Diese Frist beginnt am Ende des Jahres, in dem der Anspruch entstanden ist und der Geschädigte von dem Ereignis, das den Schaden ausgelöst hat und dem Verantwortlichen Kenntnis erlangt hat oder hätte erlangen müssen (§ 199 Abs. 1 BGB).

Man spricht von einer doppelt positiven Kenntnis des Geschädigten, nämlich vom Schaden und vom Schädiger. Der Entstehungszeitpunkt eines Bergschadens (Riss, Schieflage) ist dem Eintritt des sichtbaren Schadens im Allgemeinen vorgelagert.

Der Geschädigte formuliert seine Schadensbetroffenheit, wobei er nicht über Kenntnisse des Hergangs der Schadensverursachung verfügen muss. Die Kenntnis vom Schädiger muss sich der Geschädigte im Rahmen der im Verkehr erforderlichen Sorgfalt verschaffen.

 

10-Jahres-Frist

Ansprüche auf den Ersatz von Bergschäden sind „sonstige Schadenersatzansprüche“ im Sinne des § 199 Abs. 3 BGB. Sie verjähren in 10 Jahren nach Entstehung, also nach Eintritt des sichtbaren Schadens.

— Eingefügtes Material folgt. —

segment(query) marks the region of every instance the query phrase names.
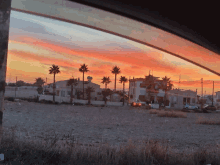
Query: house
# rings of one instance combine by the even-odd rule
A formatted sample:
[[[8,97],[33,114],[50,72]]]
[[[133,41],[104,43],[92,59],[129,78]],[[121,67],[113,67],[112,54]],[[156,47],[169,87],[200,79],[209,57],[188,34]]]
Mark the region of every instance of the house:
[[[150,76],[150,75],[149,75]],[[148,76],[146,76],[147,78]],[[153,77],[154,82],[156,83],[155,89],[159,88],[160,83],[163,80],[159,80],[159,77]],[[140,100],[143,102],[147,101],[148,97],[148,89],[146,89],[146,78],[134,78],[129,80],[129,95],[130,102]],[[161,89],[158,91],[154,90],[150,93],[150,102],[151,103],[159,103],[163,102],[165,92]],[[196,105],[198,102],[197,91],[192,90],[181,90],[181,89],[172,89],[167,92],[167,99],[169,102],[166,106],[180,108],[182,109],[184,105]]]
[[[146,76],[148,77],[148,76]],[[159,83],[162,80],[158,80],[159,77],[153,77],[155,83],[157,83],[156,88],[159,87]],[[151,102],[158,102],[159,99],[163,99],[165,92],[159,89],[156,93],[151,93]],[[146,89],[145,78],[134,78],[129,80],[129,95],[130,95],[130,102],[140,100],[142,102],[146,102],[146,98],[148,96],[148,90]]]
[[[88,76],[87,81],[84,81],[84,98],[87,98],[86,94],[86,88],[88,86],[94,88],[94,92],[91,93],[91,100],[95,100],[96,98],[99,98],[99,92],[101,92],[100,85],[93,83],[92,77]],[[71,96],[71,86],[67,86],[68,80],[63,81],[57,81],[56,84],[56,95],[61,97],[70,97]],[[49,90],[49,92],[53,92],[53,84],[49,84],[45,86],[45,89]],[[78,84],[76,86],[73,85],[73,97],[77,98],[77,91],[83,92],[83,81],[80,81],[78,78]],[[83,95],[80,95],[80,98],[82,98]]]
[[[21,86],[21,87],[13,87],[6,86],[5,87],[5,97],[17,97],[17,98],[30,98],[37,97],[36,86]]]
[[[184,105],[197,105],[197,91],[172,89],[167,92],[169,98],[169,107],[182,109]]]

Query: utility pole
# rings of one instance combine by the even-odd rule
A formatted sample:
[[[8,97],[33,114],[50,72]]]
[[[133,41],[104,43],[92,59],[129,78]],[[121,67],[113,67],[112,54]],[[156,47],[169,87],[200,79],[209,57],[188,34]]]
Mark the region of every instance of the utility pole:
[[[129,76],[129,89],[128,89],[128,103],[130,104],[130,77],[131,76]]]
[[[181,75],[179,76],[179,86],[178,86],[178,90],[177,90],[177,105],[179,105],[180,77],[181,77]]]
[[[213,94],[214,94],[214,81],[213,81],[213,91],[212,91],[212,106],[213,106]]]
[[[16,76],[16,83],[15,83],[15,98],[16,98],[16,90],[17,90],[17,76]]]
[[[202,99],[201,99],[201,109],[203,109],[203,78],[201,78],[201,85],[202,85]]]

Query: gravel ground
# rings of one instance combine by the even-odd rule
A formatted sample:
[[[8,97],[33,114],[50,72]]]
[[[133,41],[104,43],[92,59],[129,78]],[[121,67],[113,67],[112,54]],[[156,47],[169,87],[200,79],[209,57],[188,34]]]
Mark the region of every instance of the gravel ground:
[[[196,124],[198,117],[218,118],[220,113],[188,113],[187,118],[157,117],[132,107],[50,105],[5,101],[3,129],[17,128],[17,135],[37,140],[60,137],[71,131],[80,143],[125,144],[157,139],[178,150],[198,149],[220,142],[220,125]]]

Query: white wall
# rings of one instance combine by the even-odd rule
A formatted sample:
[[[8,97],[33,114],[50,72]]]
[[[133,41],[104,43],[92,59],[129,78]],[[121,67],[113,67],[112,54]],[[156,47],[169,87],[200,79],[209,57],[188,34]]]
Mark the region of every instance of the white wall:
[[[36,89],[19,89],[16,91],[16,97],[23,97],[23,98],[29,98],[29,97],[35,97],[38,95],[38,92]],[[5,97],[15,97],[15,89],[13,90],[5,90]]]

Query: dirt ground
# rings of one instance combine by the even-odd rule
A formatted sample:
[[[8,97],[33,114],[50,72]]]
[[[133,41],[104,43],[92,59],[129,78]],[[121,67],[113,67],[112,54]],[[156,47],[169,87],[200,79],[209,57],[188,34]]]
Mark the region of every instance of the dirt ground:
[[[220,113],[187,113],[187,118],[157,117],[129,106],[88,107],[5,101],[4,131],[16,127],[22,138],[38,140],[72,134],[80,143],[125,144],[155,139],[175,149],[198,149],[220,142],[220,125],[196,124],[198,117],[218,118]],[[72,131],[72,133],[70,133]]]

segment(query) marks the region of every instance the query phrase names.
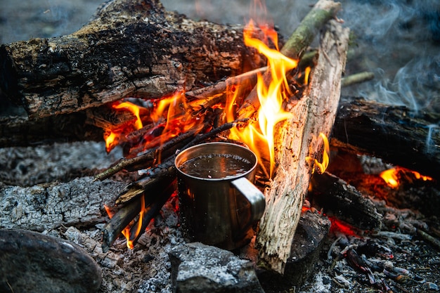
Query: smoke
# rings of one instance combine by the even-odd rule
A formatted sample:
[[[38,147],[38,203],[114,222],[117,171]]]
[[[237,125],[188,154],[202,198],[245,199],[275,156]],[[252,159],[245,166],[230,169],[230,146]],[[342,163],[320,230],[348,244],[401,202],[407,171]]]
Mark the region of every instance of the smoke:
[[[347,74],[368,70],[375,79],[343,94],[440,110],[440,1],[342,1],[341,18],[354,36]]]

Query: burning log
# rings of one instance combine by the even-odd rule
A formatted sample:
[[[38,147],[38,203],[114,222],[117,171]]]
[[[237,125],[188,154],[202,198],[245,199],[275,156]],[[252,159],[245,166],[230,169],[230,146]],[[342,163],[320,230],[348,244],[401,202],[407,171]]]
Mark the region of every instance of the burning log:
[[[356,98],[342,100],[336,117],[332,145],[440,180],[438,114]]]
[[[261,67],[242,27],[195,22],[158,0],[114,0],[79,31],[0,47],[0,86],[30,117],[160,98]]]
[[[300,60],[311,44],[318,30],[330,19],[336,16],[340,9],[340,3],[321,0],[306,15],[281,49],[281,53],[294,60]],[[271,82],[271,72],[264,75],[266,84]],[[239,118],[252,117],[259,108],[257,89],[254,88],[238,110]]]
[[[267,208],[256,245],[260,247],[261,264],[279,273],[283,272],[290,254],[313,168],[307,163],[308,157],[316,157],[321,149],[319,134],[330,134],[339,103],[349,30],[335,21],[330,24],[322,38],[308,91],[290,110],[292,118],[280,124],[276,143],[278,167],[265,192]]]

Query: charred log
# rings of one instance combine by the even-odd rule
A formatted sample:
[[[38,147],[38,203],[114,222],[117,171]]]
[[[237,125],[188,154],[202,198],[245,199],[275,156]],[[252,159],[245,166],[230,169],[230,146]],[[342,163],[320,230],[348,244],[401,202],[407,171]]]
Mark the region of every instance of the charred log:
[[[290,254],[313,168],[307,158],[322,152],[319,134],[330,134],[339,103],[349,30],[334,21],[329,23],[309,90],[290,109],[292,118],[280,123],[280,131],[276,131],[280,133],[275,143],[278,167],[265,192],[266,209],[256,245],[261,265],[279,273],[283,272]]]
[[[361,98],[342,100],[332,145],[440,179],[440,131],[437,113],[415,113]]]

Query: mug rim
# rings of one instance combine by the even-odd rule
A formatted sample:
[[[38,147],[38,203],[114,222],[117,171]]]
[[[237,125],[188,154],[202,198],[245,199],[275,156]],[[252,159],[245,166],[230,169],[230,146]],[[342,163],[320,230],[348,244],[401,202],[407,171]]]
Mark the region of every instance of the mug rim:
[[[205,148],[207,145],[224,145],[231,146],[231,147],[233,147],[233,148],[241,148],[242,150],[244,150],[247,151],[248,153],[250,153],[254,157],[255,162],[254,162],[254,164],[249,169],[249,170],[246,171],[245,172],[240,173],[240,174],[237,174],[237,175],[228,176],[227,177],[224,177],[224,178],[198,177],[198,176],[193,176],[193,175],[190,175],[190,174],[188,174],[187,173],[183,172],[182,170],[180,169],[180,168],[177,165],[177,161],[183,155],[182,154],[184,154],[186,152],[190,151],[191,150],[194,150],[195,148]],[[187,160],[186,160],[185,162],[186,162],[186,161]],[[219,142],[204,143],[200,143],[198,145],[193,145],[192,147],[186,148],[185,150],[181,150],[181,152],[179,152],[179,154],[177,154],[177,155],[174,158],[174,167],[176,167],[176,169],[177,170],[178,173],[180,173],[183,176],[184,176],[186,177],[188,177],[188,178],[190,178],[192,179],[200,180],[200,181],[212,181],[212,182],[225,181],[233,181],[233,180],[235,180],[235,179],[241,178],[241,177],[245,177],[250,173],[252,172],[255,169],[255,168],[257,168],[257,165],[258,165],[258,157],[250,148],[246,148],[246,147],[245,147],[243,145],[238,145],[236,143],[219,142]]]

Im Verhältnis zur 30-Jahres-Frist ist im konkreten Fall die 10-Jahres-Frist maßgebend.

 

30-Jahres-Frist

Nach § 199 Abs. 3 S. 1 Nr. 2 tritt eine Verjährung der Ansprüche ohne Rücksicht auf Entstehung und Kenntnis in 30 Jahren, vom schadensauslösenden Ereignis an, ein.

 

Bemerkung:

Bezogen auf den Raum Gronau-Epe ist festzuhalten, dass sich das bergbauliche Geschehen sehr langfristig vollzieht. Solange sich ein konkretes Objekt (z. B. ein Wohngebäude) im Einwirkungsbereich einer Kaverne befindet, die einem Konvergenzprozess unterliegt, ist es Abbaueinwirkungen ausgesetzt. Diese können potentiell einen Bergschaden auslösen. Damit sind die Startzeitpunkte für die 10- und 30-Jahres-Frist erst nach Einstellung der Nutzung der Kaverne und ihrer vollständigen Verwahrung erreicht. Die 3-Jahres-Frist hat praktisch keine Bedeutung, da sich der Entstehungszeitpunkt eines Schadens nicht bestimmen lässt.

Der Schaden muss dem Geschädigten bekannt sein, was bei verdeckten Schäden (z.B. an einer Grundleitung) erst nach Jahren der Fall sein kann.

Der dynamische Prozess des Bergbaus bewirkt, dass sich die Frage der Verjährung von Bergschaden-Ersatzansprüchen erst lange nach Einstellung der bergbaulichen Tätigkeit stellt.  

 

Haus- und Grundeigentümer handeln verantwortungsbewusst, wenn sie ihre Gebäude und Flächen im Auge behalten und ggf. auftretende Schäden erkennen. Sollte die Vermutung bestehen, dass es sich bei einzelnen Schäden um Bergschäden handeln könnte, ist das Gespräch hierüber mit dem Bergbau-Unternehmen zu suchen.